Stephan Sekula

**Name of the Vulnerable Software and Affected Versions** Replicated Classic versions prior to 2.53.1 **Description** The issue allows authenticated users with Admin Console access to retrieve sensitive data, including application secrets, via accessing container definitions with environment variables through the Admin Console API on port 8800. This data is shared over authenticated sessions to the Admin Console only, and was never displayed or used in the application processing. The estimated number of potentially affected devices worldwide is not available. There is no information about real-world incidents where this issue was exploited. **Recommendations** To resolve the issue, update to version 2.53.1 or later. As a temporary workaround, consider restricting access to the Admin Console API on port 8800 to minimize the risk of exploitation. Avoid using environment variables that may contain sensitive data in container definitions until the issue is resolved.
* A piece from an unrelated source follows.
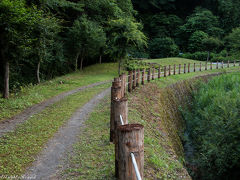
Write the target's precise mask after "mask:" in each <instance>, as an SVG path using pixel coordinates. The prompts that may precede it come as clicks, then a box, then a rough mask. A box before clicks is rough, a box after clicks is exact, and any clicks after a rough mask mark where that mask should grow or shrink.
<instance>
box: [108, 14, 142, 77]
mask: <svg viewBox="0 0 240 180" xmlns="http://www.w3.org/2000/svg"><path fill="white" fill-rule="evenodd" d="M107 33H108V35H109V36H108V39H109V41H108V51H107V52H108V53H109V54H110V55H111V57H113V58H114V59H116V60H118V62H119V66H118V73H119V74H120V71H121V63H122V60H123V58H125V57H126V55H127V53H128V52H129V51H130V50H131V48H132V47H142V46H147V42H146V41H147V38H146V36H145V35H144V34H143V32H142V31H141V24H140V23H137V22H135V21H134V19H132V18H119V19H116V20H111V21H110V22H109V29H108V31H107Z"/></svg>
**Name of the Vulnerable Software and Affected Versions** Gradle Enterprise versions through 2021.3 **Description** The issue allows probing of the server-side network environment via an SMTP configuration test. Administrators can test configured SMTP server settings through the installation configuration user interface, which can reveal information about the internal network environment by identifying listening TCP ports available to the server. **Recommendations** For versions through 2021.3, consider restricting access to the SMTP configuration test function to minimize the risk of internal network environment probing. As a temporary workaround, limit the use of the SMTP server settings testing feature until a patch is available.

Name of the Vulnerable Software and Affected Versions: CheckSec Canopy versions prior to 3.5.2 Description: The issue allows XSS attacks against the login page via the `LOGIN PAGE DISCLAIMER` parameter. Recommendations: For versions prior to 3.5.2, update to version 3.5.2 or later to resolve the issue. As a temporary workaround, consider restricting access to the login page or avoiding the use of the `LOGIN PAGE DISCLAIMER` parameter until the update is applied.

**Name of the Vulnerable Software and Affected Versions** Cesanta Mongoose Embedded Web Server Library versions 6.7 and earlier Mongoose OS versions 1.2 and earlier **Description** The issue is related to a use-after-free vulnerability in the `mg http multipart wait for boundary` function. This vulnerability can be exploited by sending a multipart/form-data POST request without a MIME boundary string, which can cause a denial of service (crash). **Recommendations** For Cesanta Mongoose Embedded Web Server Library versions 6.7 and earlier, update to a version later than 6.7 to resolve the issue. For Mongoose OS versions 1.2 and earlier, update to a version later than 1.2 to resolve the issue. As a temporary workaround, consider restricting access to the `mg http multipart wait for boundary` function until a patch is available.